I'm also jealous of the Roomba, but what I really want is a Scooba! I hate mopping much more than vacuuming, and we have a lot to mop.

Kelly said...

Jealous of ROOMBA.

Also, jealous of your rapid writing! Now that I'm back home, I need a kick in the pants :)

PJ Hoover said...

Hey Alison, I'm getting a Scooba next! I figure I'll keep Roomba upstairs and Scooba down. I'm with you on the mopping!
Was your workshop submission present tense? I can't remember, but I think it was. I know it was fantastic, so I'll take that as a present tense recommendation!

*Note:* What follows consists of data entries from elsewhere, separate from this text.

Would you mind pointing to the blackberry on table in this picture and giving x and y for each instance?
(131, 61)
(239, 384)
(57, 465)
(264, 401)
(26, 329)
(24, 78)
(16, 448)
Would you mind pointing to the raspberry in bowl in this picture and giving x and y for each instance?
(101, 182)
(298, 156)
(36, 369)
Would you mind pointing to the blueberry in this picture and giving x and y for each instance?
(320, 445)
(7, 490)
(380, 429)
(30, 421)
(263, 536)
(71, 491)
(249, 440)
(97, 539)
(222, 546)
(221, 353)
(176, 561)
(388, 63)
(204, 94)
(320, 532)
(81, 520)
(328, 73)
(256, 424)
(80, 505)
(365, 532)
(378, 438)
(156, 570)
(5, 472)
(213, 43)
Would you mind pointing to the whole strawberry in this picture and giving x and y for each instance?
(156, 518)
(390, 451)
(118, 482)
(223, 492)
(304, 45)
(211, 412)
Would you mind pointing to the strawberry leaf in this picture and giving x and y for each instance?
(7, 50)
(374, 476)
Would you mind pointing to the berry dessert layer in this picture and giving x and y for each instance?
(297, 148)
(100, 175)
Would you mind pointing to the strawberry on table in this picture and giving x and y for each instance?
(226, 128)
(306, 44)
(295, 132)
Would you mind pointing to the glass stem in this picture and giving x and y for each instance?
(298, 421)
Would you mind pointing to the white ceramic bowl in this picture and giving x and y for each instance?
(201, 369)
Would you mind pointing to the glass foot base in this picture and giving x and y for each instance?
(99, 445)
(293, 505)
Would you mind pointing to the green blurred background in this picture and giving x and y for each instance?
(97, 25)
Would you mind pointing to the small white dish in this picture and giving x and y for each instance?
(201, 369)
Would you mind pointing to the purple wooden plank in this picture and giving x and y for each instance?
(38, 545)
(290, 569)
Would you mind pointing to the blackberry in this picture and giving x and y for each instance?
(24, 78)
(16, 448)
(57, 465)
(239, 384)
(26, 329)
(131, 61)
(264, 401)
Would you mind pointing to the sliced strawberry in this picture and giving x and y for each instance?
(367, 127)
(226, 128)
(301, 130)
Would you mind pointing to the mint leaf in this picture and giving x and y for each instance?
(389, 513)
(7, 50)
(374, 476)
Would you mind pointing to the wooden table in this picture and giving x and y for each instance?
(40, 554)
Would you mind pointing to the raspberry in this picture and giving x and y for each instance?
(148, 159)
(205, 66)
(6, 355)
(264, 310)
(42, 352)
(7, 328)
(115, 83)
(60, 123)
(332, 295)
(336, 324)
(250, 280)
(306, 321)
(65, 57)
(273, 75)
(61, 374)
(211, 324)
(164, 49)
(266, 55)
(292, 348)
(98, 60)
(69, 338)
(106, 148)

Kelly, consider this your virtual kick in the pants! We need a Far Flung Writers NaNoWriMo. Or something.

keri mikulski :) said...

You are a brave author. I stick with present and I haven't tackled past yet. I'm curious to read the comments for advice. :) Have a great week.

PJ Hoover said...

So you stick with preset, Keri. Interesting. Guess it's time to read Screwball!I've been meaning to, and now you've given me the perfect reason to move it up higher on the list! Thanks :) And you have a great week, too!

Sheri said...

My oldest is a girl (so's my youngest) but my MCs are always girls! Haha. This is fun knowledge

Sheri said...

Oh... but I must say, at every conference I attend, the editors call for boy protagonists...

Tabitha said...

Ooo, a roomba! Those are amazing things. I used to have one, then I went and got this gorgeous Turkish rug with fringe. Roomba gags on fringe... :(

I've never written in present tense, either, and I was going to suggest Jenna Fox as a great book to study. But I see you already have it...so nevermind. :)

Have fun at Six Flags!!

PJ Hoover said...

It is fun knowledge, isn't it, Sheri! I truly wonder if that's the reason I went with a boy for The Emerald Tablet.

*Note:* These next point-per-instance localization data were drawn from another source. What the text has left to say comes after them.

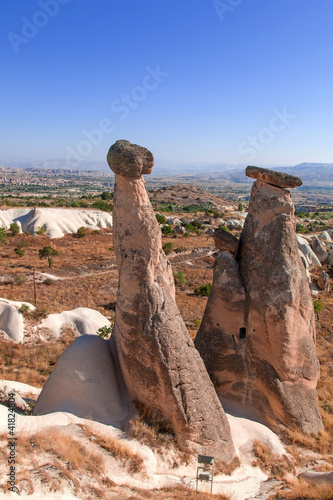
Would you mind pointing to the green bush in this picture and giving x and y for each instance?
(300, 228)
(106, 195)
(204, 290)
(167, 230)
(180, 249)
(160, 218)
(168, 247)
(47, 253)
(317, 305)
(24, 309)
(104, 331)
(179, 278)
(14, 228)
(20, 279)
(19, 251)
(81, 232)
(103, 205)
(40, 230)
(3, 235)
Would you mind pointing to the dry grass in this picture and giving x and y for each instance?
(179, 492)
(64, 447)
(149, 429)
(226, 469)
(300, 490)
(118, 449)
(275, 466)
(53, 458)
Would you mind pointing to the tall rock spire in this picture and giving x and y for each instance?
(159, 363)
(257, 337)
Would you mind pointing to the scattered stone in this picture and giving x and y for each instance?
(159, 363)
(310, 257)
(257, 336)
(19, 404)
(129, 159)
(11, 322)
(317, 477)
(225, 241)
(273, 177)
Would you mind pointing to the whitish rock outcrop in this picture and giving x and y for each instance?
(257, 337)
(86, 321)
(56, 221)
(86, 383)
(11, 321)
(311, 259)
(158, 360)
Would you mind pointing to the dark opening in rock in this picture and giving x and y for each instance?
(242, 333)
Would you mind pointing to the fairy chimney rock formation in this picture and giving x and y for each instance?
(278, 179)
(225, 241)
(161, 368)
(257, 336)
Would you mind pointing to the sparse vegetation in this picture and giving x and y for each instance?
(118, 449)
(160, 218)
(14, 228)
(203, 290)
(179, 278)
(168, 247)
(167, 230)
(47, 253)
(274, 465)
(40, 230)
(81, 232)
(104, 331)
(3, 235)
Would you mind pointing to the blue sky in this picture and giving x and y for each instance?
(195, 81)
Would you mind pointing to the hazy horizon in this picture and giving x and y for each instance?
(219, 82)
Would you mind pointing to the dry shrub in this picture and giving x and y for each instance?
(274, 465)
(320, 443)
(64, 447)
(181, 492)
(302, 490)
(118, 449)
(227, 469)
(150, 429)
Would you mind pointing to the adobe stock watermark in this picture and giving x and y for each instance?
(279, 122)
(30, 27)
(121, 108)
(11, 445)
(223, 7)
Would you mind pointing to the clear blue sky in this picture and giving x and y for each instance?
(195, 81)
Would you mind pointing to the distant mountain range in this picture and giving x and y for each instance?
(310, 173)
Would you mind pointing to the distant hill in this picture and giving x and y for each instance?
(313, 174)
(59, 164)
(188, 195)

Luckily (?) I can't have any rugs because my dog pees on them, Tabitha! We're all hardwood and tile.
Jenna Fox was great.
Thanks for the Six Flags well wishes! Hoping for a few clouds in the sky!

Thanks for visiting!

Anonymous said...

I wrote my latest novel in the present tense and loved the way the narrative came alive. I guess it's a good way to channel your inner child/adolescent/teen/monster/alien:) Love the Roomba.....

PJ Hoover said...

Hey Laura! So did you find you had more narrative with present tense? That's what I'm seeing. It feels right, but I plan to study it in some of the other present tense books I have.
And Roomba vacuumed the whole upstairs today. He's so sweet!

Sheri said...

So, about this roomba... does it make a lot noise? do you leave it on all day? do it at night? Do one room at a time? My interest is peeked?

PJ Hoover said...

Roomba is very quiet, Sheri. Much more so than a normal vacuum. So far, I've only used it during the day because I want to watch it. "Look - it went under the bed!"
And the version I got will do 4 normal sized rooms. Though I think if you section it off, it does a faster job.